We even have the premiere issue of “H.P. Lovecraft’s Magazine of Horror,” which lasted five issues, including the issue numbered 1½. And yeah, it was a real horror, alright.
Right now our reading room offers publications ranging from “Reader’s Digest” to “Architectural Digest,” with side trips to “Your Dog,” “Biblical Archaeology Review,” “Birds & Blooms,” and “WWE Magazine” — the pro wrestling news mag. That last one is not mine. Even though Ryback rules. And did you see Daniel Bryan ruling “Monday Night Raw?” Throwing it down with Triple H! That heel! Oops ...
Anyway, this time of the year, the mags with “home” or “house” somewhere in their titles do their spring cleaning and redecorating issues. They have exciting articles like “De-Clutter Your Walk-In Closets,” because all of us have closets we can actually walk into.
The featured closets look to be about the size of a double-wide Winnebago with Ikea cubbies and shelving, drawers full of under drawers, and a whole wall of mix-and-match shirts and skirts, matched up by color and length. We can all identify with that, can’t we? Actually, the magazine closet looks a lot like the back room at the Arc Aid shop, minus the Arc’s cardboard boxes.
My closet has mix-and-match shoes, none of which seem to match up when I am late for church, and all I can find are left shoes in varying shades of black. My sock drawer is similarly sorted, except all the socks are for the right foot instead of the left. I know they are right-footed socks because there are always holes in them where my right big toe likes to wiggle around.
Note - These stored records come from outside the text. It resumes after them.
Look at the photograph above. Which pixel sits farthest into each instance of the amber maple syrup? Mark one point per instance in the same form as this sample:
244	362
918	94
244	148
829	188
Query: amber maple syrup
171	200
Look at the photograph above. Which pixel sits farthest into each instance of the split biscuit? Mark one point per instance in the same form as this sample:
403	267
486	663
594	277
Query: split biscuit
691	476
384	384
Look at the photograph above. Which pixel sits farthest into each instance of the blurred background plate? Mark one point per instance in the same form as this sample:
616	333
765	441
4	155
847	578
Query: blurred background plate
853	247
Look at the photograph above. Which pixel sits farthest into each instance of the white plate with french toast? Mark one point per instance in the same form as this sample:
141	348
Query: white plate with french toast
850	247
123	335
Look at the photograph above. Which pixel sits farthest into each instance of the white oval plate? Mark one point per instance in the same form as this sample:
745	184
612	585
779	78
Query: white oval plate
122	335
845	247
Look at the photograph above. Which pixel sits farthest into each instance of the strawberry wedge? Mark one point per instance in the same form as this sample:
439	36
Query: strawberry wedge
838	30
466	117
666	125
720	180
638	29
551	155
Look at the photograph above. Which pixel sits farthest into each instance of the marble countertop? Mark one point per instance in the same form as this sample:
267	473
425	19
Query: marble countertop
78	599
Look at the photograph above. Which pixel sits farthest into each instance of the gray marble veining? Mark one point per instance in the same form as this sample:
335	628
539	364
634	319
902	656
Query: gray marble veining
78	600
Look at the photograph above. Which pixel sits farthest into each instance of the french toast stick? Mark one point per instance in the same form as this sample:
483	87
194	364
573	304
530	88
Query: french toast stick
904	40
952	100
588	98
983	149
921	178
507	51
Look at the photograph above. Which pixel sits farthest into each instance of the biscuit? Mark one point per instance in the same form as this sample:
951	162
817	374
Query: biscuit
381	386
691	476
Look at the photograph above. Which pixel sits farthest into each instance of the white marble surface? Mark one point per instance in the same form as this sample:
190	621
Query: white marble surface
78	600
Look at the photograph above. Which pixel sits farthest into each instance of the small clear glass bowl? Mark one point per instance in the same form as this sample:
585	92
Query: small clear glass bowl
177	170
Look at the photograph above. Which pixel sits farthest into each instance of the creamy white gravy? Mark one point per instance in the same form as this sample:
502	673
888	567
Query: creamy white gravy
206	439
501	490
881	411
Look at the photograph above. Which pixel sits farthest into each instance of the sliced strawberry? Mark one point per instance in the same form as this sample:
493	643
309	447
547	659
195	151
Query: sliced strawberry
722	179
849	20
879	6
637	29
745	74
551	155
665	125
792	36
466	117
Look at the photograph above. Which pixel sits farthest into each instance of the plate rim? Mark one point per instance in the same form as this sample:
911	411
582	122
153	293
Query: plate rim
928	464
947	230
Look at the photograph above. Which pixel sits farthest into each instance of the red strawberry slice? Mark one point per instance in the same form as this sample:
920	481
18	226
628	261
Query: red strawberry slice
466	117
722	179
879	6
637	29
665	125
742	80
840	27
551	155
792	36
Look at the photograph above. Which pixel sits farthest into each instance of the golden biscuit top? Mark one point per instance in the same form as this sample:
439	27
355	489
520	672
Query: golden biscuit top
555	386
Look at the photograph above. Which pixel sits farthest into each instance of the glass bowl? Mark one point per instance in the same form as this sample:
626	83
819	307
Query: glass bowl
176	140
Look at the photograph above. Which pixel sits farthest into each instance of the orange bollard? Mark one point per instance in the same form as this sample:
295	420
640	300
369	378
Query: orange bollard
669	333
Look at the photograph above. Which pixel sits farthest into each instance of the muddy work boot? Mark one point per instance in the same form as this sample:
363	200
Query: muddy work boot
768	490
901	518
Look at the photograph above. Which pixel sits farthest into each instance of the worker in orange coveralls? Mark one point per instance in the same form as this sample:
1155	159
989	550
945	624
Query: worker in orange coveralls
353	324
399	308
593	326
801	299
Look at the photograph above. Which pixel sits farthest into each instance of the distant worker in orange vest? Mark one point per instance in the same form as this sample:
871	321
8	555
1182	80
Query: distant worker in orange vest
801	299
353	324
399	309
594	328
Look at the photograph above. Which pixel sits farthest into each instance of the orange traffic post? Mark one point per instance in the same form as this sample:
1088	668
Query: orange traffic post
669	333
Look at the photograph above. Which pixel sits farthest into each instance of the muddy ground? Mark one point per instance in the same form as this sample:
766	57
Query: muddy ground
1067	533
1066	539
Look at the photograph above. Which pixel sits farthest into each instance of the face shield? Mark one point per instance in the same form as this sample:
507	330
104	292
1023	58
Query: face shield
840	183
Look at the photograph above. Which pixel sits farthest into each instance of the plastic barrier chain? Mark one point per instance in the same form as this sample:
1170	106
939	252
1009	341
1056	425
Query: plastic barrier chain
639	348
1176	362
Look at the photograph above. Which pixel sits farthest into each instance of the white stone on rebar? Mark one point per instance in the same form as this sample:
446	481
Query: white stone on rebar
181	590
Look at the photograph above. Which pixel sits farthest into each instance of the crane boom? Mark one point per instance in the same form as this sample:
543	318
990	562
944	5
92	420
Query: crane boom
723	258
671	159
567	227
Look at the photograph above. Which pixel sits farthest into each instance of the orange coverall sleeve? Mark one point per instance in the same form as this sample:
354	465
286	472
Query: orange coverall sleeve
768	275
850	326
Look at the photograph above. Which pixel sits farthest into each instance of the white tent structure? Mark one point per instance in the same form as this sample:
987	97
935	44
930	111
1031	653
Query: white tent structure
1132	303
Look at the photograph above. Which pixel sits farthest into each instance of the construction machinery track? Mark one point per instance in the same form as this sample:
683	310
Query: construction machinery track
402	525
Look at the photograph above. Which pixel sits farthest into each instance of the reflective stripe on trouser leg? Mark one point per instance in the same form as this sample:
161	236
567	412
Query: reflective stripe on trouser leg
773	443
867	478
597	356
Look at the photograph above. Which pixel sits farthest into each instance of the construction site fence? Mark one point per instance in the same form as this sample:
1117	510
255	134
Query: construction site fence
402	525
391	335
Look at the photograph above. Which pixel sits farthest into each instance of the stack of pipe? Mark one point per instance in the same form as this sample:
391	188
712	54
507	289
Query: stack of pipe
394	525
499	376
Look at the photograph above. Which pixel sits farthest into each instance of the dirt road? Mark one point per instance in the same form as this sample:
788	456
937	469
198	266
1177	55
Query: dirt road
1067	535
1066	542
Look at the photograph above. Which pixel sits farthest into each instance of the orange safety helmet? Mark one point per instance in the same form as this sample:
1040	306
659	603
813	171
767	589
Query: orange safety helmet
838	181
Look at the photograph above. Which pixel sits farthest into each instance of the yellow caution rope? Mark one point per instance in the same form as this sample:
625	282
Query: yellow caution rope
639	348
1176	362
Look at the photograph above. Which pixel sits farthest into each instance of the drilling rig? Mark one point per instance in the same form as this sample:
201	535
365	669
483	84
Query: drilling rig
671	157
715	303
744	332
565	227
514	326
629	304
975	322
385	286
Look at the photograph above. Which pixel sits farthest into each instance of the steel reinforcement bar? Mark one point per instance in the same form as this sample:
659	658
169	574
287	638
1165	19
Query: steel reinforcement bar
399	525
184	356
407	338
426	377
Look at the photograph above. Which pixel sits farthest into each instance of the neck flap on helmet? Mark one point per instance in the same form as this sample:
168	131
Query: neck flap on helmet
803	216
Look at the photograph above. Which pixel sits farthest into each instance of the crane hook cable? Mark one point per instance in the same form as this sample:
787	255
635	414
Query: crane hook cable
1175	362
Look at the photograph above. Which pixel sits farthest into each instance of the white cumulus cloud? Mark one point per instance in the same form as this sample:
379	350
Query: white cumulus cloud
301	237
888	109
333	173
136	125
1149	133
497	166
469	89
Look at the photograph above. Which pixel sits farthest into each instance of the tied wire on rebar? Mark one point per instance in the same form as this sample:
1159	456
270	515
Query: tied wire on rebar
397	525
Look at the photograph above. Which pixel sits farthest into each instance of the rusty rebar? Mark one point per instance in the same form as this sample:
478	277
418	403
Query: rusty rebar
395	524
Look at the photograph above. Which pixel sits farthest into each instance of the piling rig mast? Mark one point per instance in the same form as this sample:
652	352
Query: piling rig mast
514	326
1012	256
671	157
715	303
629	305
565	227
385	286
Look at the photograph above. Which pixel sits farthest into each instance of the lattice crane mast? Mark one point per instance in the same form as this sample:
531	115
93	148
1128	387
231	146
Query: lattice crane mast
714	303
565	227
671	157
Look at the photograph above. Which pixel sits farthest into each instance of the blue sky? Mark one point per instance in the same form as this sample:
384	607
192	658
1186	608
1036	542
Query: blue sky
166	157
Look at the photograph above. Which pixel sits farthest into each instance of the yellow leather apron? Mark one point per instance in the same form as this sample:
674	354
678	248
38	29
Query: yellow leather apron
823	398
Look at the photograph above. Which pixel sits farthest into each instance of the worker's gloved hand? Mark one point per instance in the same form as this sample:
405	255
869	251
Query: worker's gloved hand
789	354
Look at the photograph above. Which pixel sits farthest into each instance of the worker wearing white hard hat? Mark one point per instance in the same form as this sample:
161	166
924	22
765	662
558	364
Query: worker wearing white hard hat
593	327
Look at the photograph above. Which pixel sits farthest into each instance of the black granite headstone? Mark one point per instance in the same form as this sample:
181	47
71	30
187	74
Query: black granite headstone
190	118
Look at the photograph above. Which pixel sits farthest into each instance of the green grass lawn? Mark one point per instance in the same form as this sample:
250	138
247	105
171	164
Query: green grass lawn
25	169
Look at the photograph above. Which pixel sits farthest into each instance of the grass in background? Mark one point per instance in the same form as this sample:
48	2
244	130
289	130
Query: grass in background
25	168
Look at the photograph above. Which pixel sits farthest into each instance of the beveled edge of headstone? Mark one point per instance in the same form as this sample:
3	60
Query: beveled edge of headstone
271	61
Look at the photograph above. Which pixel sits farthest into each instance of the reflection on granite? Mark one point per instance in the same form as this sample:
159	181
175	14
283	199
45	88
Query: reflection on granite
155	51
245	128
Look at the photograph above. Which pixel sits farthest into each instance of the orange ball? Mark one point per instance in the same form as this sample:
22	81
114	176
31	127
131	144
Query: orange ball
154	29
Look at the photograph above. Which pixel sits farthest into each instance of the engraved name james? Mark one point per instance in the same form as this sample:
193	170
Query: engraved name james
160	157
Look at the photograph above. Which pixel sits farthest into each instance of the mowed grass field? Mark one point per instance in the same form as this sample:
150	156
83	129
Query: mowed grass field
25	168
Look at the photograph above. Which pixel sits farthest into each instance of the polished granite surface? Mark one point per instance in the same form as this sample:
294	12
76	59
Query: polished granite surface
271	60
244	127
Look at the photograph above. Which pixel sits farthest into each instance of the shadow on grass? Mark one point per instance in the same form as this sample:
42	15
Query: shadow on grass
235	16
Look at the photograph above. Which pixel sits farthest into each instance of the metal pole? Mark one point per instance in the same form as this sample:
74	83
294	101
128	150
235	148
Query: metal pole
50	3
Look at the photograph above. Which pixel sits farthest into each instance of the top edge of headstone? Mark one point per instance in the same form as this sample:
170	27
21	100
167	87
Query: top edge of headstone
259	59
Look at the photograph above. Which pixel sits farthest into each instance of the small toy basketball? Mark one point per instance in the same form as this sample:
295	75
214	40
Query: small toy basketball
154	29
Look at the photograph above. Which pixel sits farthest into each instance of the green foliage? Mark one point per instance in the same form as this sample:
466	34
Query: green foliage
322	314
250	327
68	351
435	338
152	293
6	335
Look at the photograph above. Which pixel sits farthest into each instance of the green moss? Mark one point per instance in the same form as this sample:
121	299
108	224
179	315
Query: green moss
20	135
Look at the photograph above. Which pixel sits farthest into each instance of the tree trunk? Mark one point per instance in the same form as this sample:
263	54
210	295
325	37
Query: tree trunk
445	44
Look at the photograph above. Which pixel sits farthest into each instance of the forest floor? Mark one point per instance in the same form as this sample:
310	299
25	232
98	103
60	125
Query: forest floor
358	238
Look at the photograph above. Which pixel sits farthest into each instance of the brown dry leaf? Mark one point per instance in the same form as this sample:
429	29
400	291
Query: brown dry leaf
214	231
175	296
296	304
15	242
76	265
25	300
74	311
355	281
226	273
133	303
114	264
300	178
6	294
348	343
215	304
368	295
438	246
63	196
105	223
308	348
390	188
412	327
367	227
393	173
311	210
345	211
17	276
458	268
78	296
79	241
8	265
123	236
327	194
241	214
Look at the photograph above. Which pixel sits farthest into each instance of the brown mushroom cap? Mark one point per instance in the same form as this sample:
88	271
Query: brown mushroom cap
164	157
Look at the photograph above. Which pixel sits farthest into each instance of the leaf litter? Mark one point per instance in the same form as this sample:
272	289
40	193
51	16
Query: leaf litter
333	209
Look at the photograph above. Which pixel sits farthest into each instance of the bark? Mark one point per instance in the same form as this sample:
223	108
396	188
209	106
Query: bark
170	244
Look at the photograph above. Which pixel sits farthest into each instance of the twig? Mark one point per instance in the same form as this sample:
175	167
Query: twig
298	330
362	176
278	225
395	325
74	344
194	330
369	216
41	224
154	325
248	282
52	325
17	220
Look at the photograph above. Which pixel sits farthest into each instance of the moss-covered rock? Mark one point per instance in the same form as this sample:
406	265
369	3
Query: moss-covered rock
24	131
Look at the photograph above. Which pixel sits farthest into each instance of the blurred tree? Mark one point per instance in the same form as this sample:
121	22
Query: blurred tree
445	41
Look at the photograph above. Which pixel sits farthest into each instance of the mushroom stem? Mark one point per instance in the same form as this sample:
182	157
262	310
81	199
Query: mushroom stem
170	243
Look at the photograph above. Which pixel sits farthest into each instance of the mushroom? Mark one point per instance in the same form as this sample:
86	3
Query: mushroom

There should be toeless socks, like those campy fingerless gloves we wore in the ‘80s. And which some of my friends still wear — you know who you are.
Know what this month’s focus is for “modern homes,” “traditional homes,” “better homes” and “architecturally digested” homes? Mud rooms. Who knew? We can get an intimate view of Madonna’s mud room — our very own Blonde Ambition Tour. Or see Julia Roberts’ welcome mat and rainboot box. Maybe that is where she keeps those cute boots she wore in “Runaway Bride.”
Mud rooms. Yeah. This time of year, in North Dakota, every room is a mud room. Especially if you have a kid, a dog, or both.
But, OK, let’s figure out what a mud room really is. Dictionary.com describes a mud room as, “… a vestibule or other area in a house, in which wet or muddy clothes or footwear are removed.” So a mud room is like a walk-in closet, without the mixy-matchy Ann Taylor separates?
The cunning and coy magazine pics show cubbies of boots, with the boot owners’ names stenciled above their respective cubbies. Beneath the cubbies, there are baskets of clean socks neatly stored on shelves. These socks have never been worn because: they are still in pairs and there are no wiggle holes near the right big toe areas.
Cutesie hooks in the shapes of duckies and bunnies are pictured, too, holding rain slickers and gardening smocks. Nobody in North Dakota owns a slicker; it doesn’t rain that much.
Even when it does rain, it’s too cold to slosh around in, unless you are unplugging a plugged downspout. And who actually wears a smock for gardening? Smocks are what you get tied into when you are sitting in the emergency room with a major case of hives because you’ve forgotten to take your Benadryl before heading out to the garden.
So here’s the deal. Most houses around here have two mud rooms. You got your back steps, and you got your front steps. You leave your muddy sneakers on the front steps if you are gonna get back into the pickup pretty soon, and on the back steps if you are going out to load up the bird feeders. Your muddy flip flops can be left on either set of steps, depending on what you’ve stepped in with them. If you are lucky enough to own Wellies, you only use them for gardening, and for trips to the farm store.
What we really need are practical “house” magazines. Ones that tell you how to get 8 inches of ice out of the end of your downspout, or how to get muddy dog footprints off your tan couch. Oh! I know that one! Stencil gray doggie footprints all over the couch’s upholstery. I am so gonna launch a new magazine, and call it either “Pawn Shop Chic” or “Garage Sale Re-Gifting.”